8. In this view of the matter and following the decisions of the Coordinate Benches of the Tribunal in assessee’s own case for earlier assessment years, we direct the Assessing Officer to allow depreciation at 60% on ATM machines as claimed by the assessee.

9. As regards the arguments of the ld. DR that the Assessing Officer has not made the addition towards depreciation, it was the rejoinder of the ld. Counsel for the assessee that the Assessing Officer has computed the depreciation on WDV after allowing 15%, whereas, the assessee has claimed WDV after allowing 60% depreciation and because of this, the depreciation claimed by the assessee in the return of income in the relevant assessment year is higher when the Assessing Officer has worked out the depreciation at 15% on WDV. If the Assessing Officer considered 60% of depreciation and worked out WDV then the depreciation worked out by the Assessing Officer will be higher than or equal to the depreciation claimed by the assessee. We find substance in the arguments of the ld. Counsel for the assessee that there is difference in working of depreciation because of the different rates considered by the assessee as well as the Assessing Officer. But, the fact remains that once the assessee is entitled for 60% of depreciation on ATM machines, the Assessing Officer has to work out the depreciation right from the beginning at 60% to compute WDV. Accordingly, we direct the Assessing Officer to allow 60% of depreciation and work out the opening WDV and compute the correct depreciation to be allowed for the impugned assessment year.

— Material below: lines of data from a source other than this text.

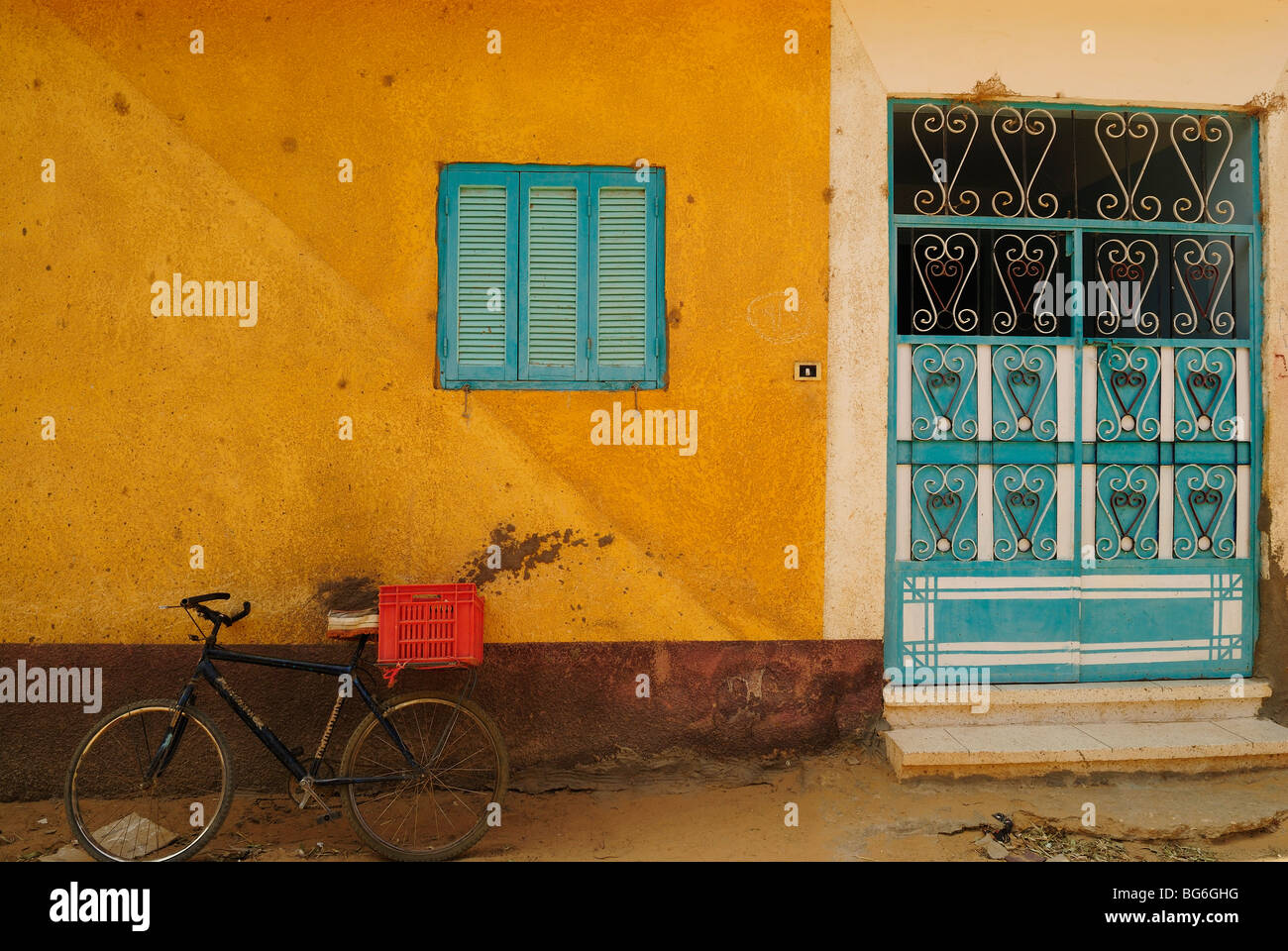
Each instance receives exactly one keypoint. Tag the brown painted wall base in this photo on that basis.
(557, 703)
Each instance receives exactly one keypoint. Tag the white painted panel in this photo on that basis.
(1241, 513)
(1089, 393)
(914, 622)
(1166, 509)
(1089, 508)
(1232, 619)
(1241, 392)
(1065, 386)
(1167, 393)
(903, 393)
(903, 513)
(984, 513)
(1064, 506)
(984, 384)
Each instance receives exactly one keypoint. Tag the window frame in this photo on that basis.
(516, 372)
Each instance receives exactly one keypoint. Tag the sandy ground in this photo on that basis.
(850, 808)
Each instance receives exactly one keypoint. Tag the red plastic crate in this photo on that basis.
(430, 625)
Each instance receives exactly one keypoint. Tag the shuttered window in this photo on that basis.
(550, 277)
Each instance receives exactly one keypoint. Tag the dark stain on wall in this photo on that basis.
(353, 593)
(518, 556)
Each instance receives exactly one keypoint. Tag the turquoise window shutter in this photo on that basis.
(550, 277)
(622, 295)
(553, 277)
(480, 300)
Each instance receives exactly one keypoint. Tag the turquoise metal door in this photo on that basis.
(1074, 415)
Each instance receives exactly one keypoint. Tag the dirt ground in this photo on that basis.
(849, 804)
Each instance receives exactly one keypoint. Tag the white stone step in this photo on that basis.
(1046, 703)
(1189, 746)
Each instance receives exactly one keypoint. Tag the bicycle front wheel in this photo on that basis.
(446, 806)
(150, 784)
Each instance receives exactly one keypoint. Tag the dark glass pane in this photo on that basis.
(1033, 161)
(1166, 285)
(982, 282)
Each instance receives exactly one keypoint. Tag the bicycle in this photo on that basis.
(459, 778)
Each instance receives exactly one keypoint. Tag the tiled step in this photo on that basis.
(1127, 701)
(1031, 749)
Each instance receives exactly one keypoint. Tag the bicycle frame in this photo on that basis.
(206, 671)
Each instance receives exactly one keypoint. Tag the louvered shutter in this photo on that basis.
(481, 282)
(623, 277)
(553, 277)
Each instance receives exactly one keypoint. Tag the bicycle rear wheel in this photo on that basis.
(442, 810)
(150, 784)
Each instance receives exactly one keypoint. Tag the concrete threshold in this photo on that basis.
(1127, 701)
(1192, 746)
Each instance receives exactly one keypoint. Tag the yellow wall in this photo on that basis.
(181, 431)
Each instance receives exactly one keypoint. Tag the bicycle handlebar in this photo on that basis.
(198, 598)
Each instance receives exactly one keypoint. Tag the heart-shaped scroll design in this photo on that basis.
(1022, 262)
(1037, 124)
(1024, 380)
(1127, 386)
(1209, 501)
(1141, 127)
(949, 505)
(1203, 131)
(1203, 270)
(957, 121)
(1126, 509)
(943, 265)
(1203, 388)
(1119, 264)
(1022, 501)
(943, 382)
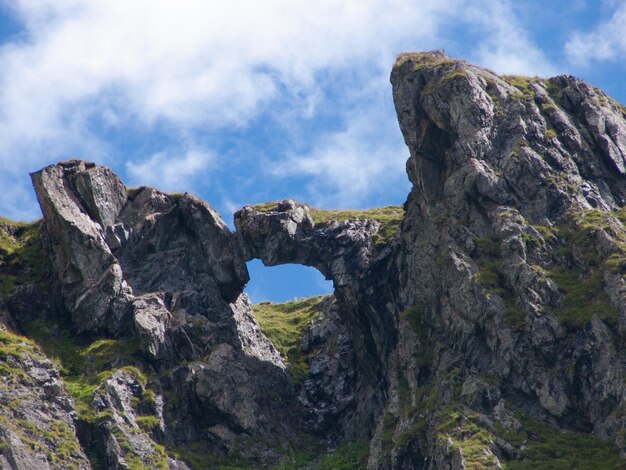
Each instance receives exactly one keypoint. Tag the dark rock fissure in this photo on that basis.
(488, 325)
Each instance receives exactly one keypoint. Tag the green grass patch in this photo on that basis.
(424, 354)
(22, 257)
(284, 324)
(469, 435)
(389, 217)
(550, 134)
(348, 456)
(199, 457)
(421, 60)
(522, 83)
(545, 447)
(85, 365)
(583, 297)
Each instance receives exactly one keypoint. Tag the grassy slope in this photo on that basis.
(389, 217)
(284, 324)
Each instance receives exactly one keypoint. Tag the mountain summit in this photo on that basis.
(482, 325)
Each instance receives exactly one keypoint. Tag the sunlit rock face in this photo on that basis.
(469, 336)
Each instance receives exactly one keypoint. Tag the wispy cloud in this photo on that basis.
(505, 45)
(84, 71)
(170, 172)
(606, 42)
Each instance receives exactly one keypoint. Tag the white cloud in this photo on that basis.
(170, 172)
(607, 41)
(506, 47)
(85, 70)
(352, 165)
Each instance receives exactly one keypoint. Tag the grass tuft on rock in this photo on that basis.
(284, 324)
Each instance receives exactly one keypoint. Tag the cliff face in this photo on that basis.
(470, 332)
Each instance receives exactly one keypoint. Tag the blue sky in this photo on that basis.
(244, 101)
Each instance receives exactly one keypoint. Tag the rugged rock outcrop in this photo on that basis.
(490, 325)
(164, 271)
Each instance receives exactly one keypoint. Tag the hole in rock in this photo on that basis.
(285, 282)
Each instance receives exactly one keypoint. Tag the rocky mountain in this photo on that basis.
(480, 326)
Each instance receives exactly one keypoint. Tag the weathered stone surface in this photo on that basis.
(36, 420)
(501, 296)
(88, 274)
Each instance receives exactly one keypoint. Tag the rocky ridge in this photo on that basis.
(486, 332)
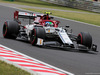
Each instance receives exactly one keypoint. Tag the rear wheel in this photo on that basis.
(84, 39)
(37, 32)
(10, 29)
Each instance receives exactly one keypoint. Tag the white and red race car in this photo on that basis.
(42, 30)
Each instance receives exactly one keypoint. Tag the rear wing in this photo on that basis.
(26, 15)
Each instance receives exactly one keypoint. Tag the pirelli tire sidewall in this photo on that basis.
(10, 29)
(85, 39)
(37, 32)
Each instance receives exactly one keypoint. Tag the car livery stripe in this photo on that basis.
(27, 62)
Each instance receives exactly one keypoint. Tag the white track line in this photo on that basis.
(60, 70)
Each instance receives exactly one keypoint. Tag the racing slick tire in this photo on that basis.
(37, 32)
(10, 29)
(84, 39)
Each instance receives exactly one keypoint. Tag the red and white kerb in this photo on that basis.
(28, 63)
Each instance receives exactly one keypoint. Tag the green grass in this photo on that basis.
(7, 69)
(88, 17)
(83, 17)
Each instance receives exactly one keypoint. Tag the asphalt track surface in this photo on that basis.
(77, 62)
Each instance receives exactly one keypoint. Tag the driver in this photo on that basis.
(49, 24)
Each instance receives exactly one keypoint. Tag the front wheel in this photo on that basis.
(10, 29)
(37, 32)
(84, 39)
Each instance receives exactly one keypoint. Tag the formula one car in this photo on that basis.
(43, 31)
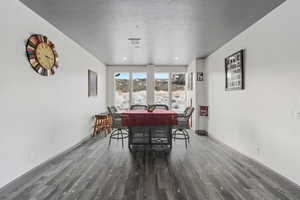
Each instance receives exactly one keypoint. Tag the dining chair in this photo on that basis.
(182, 127)
(161, 107)
(118, 130)
(138, 107)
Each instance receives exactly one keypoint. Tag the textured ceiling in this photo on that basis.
(170, 31)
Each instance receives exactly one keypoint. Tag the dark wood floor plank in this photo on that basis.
(205, 169)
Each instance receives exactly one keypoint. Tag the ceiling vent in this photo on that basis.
(135, 42)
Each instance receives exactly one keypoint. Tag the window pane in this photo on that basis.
(161, 92)
(139, 88)
(178, 94)
(122, 90)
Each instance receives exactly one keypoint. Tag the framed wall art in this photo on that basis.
(92, 83)
(200, 76)
(234, 71)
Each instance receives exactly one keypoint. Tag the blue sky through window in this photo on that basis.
(161, 76)
(141, 75)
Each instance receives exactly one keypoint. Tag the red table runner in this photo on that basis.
(145, 118)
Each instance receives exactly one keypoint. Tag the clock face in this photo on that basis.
(42, 55)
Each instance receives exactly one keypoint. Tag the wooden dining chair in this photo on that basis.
(118, 130)
(182, 127)
(161, 107)
(138, 107)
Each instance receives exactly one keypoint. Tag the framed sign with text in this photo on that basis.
(234, 71)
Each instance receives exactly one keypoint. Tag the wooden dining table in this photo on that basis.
(151, 129)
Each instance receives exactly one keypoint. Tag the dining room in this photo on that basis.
(149, 100)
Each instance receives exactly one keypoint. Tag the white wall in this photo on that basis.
(199, 94)
(260, 120)
(41, 116)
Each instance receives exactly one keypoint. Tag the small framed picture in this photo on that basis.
(234, 71)
(200, 76)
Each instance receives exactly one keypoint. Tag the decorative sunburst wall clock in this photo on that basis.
(41, 54)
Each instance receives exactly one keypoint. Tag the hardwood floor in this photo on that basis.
(205, 170)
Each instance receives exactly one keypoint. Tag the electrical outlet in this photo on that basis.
(297, 115)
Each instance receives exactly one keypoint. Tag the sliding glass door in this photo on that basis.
(161, 88)
(178, 92)
(168, 88)
(122, 91)
(139, 88)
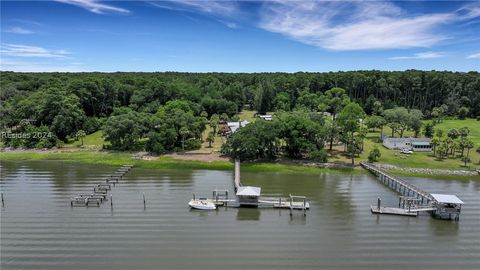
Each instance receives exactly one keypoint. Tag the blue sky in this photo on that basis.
(239, 36)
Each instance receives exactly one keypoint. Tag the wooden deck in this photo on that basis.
(100, 190)
(393, 211)
(399, 185)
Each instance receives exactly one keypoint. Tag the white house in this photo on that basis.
(415, 144)
(233, 126)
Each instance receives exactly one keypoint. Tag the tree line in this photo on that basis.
(150, 105)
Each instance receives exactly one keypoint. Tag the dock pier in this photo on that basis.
(413, 199)
(101, 190)
(249, 196)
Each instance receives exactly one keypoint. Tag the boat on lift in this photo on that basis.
(202, 204)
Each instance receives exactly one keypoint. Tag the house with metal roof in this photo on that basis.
(248, 195)
(415, 144)
(233, 126)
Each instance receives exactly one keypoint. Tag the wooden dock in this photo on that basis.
(399, 185)
(100, 190)
(236, 177)
(393, 211)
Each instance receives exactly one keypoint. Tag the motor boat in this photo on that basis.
(202, 204)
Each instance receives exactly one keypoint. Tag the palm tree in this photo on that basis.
(435, 142)
(469, 145)
(80, 135)
(210, 139)
(184, 132)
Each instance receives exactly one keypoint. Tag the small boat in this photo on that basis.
(202, 204)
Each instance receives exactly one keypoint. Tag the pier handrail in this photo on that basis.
(372, 168)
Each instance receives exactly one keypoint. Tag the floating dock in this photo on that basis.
(392, 211)
(442, 206)
(249, 196)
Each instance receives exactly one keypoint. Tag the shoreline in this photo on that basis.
(214, 162)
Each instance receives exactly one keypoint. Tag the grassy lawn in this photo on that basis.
(418, 159)
(472, 124)
(216, 145)
(114, 158)
(94, 141)
(247, 115)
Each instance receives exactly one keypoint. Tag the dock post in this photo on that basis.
(291, 205)
(305, 206)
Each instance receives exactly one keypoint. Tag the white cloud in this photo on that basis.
(223, 8)
(30, 51)
(474, 56)
(421, 55)
(95, 6)
(23, 66)
(19, 30)
(356, 25)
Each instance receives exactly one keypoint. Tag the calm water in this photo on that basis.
(39, 229)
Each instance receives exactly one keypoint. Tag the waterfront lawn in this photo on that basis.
(94, 141)
(472, 124)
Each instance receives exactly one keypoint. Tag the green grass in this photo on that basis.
(120, 158)
(247, 115)
(419, 159)
(94, 140)
(472, 124)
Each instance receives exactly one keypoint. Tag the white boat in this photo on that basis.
(202, 204)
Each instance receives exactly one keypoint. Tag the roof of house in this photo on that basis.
(249, 191)
(421, 143)
(417, 141)
(445, 198)
(235, 125)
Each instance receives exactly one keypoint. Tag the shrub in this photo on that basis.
(374, 155)
(318, 155)
(192, 144)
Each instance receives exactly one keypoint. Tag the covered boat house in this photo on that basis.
(248, 196)
(447, 206)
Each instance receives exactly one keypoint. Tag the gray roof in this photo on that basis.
(248, 191)
(421, 143)
(445, 198)
(235, 125)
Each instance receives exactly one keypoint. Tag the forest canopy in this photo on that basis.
(170, 110)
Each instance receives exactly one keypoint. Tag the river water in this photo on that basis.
(39, 229)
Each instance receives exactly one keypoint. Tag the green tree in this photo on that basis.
(335, 100)
(466, 160)
(349, 120)
(80, 135)
(214, 121)
(125, 130)
(210, 139)
(428, 131)
(463, 112)
(374, 154)
(184, 133)
(374, 122)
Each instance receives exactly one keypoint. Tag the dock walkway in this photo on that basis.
(399, 185)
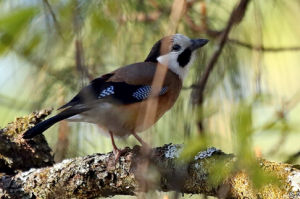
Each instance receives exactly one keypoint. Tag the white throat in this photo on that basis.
(170, 60)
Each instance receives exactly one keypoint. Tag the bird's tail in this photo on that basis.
(44, 125)
(41, 127)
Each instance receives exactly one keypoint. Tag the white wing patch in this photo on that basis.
(144, 92)
(106, 92)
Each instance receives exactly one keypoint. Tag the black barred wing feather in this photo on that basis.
(114, 92)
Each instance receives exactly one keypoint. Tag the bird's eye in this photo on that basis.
(176, 47)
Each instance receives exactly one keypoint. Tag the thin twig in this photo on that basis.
(235, 18)
(263, 48)
(56, 24)
(79, 52)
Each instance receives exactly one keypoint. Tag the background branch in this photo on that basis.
(236, 17)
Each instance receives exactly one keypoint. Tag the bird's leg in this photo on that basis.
(117, 152)
(143, 143)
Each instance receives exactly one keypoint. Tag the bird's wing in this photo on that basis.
(126, 85)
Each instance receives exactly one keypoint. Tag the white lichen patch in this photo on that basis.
(101, 158)
(173, 151)
(207, 153)
(25, 175)
(294, 180)
(62, 164)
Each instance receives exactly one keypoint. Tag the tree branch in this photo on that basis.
(98, 176)
(17, 154)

10. The next issue came up for consideration in ground Nos. 8 to 11 is addition towards cessation of liability under section 41(1) of the Act. The ld. Counsel for the assessee has submitted that the assessee does not want to address the ground challenging addition made towards cessation of liability under section 41(1) of the Act.

11. We find that the Assessing Officer has made an addition towards cessation of liability under section 41(1) of the Act because the assessee could not justify with necessary evidences. Even before the ld. CIT(A), the assessee could file any evidence to justify the existence of the liabilities. Therefore, considering the fact and circumstances of the case and also the plea of the ld. Counsel for the assessee, we confirm the addition made towards the disallowance of cessation of liability under section 41(1) of the Act and reject the ground taken by the assessee.

12. In the result, the appeal filed by the assessee is partly allowed.

Order pronounced on 24th August, 2022 at Chennai.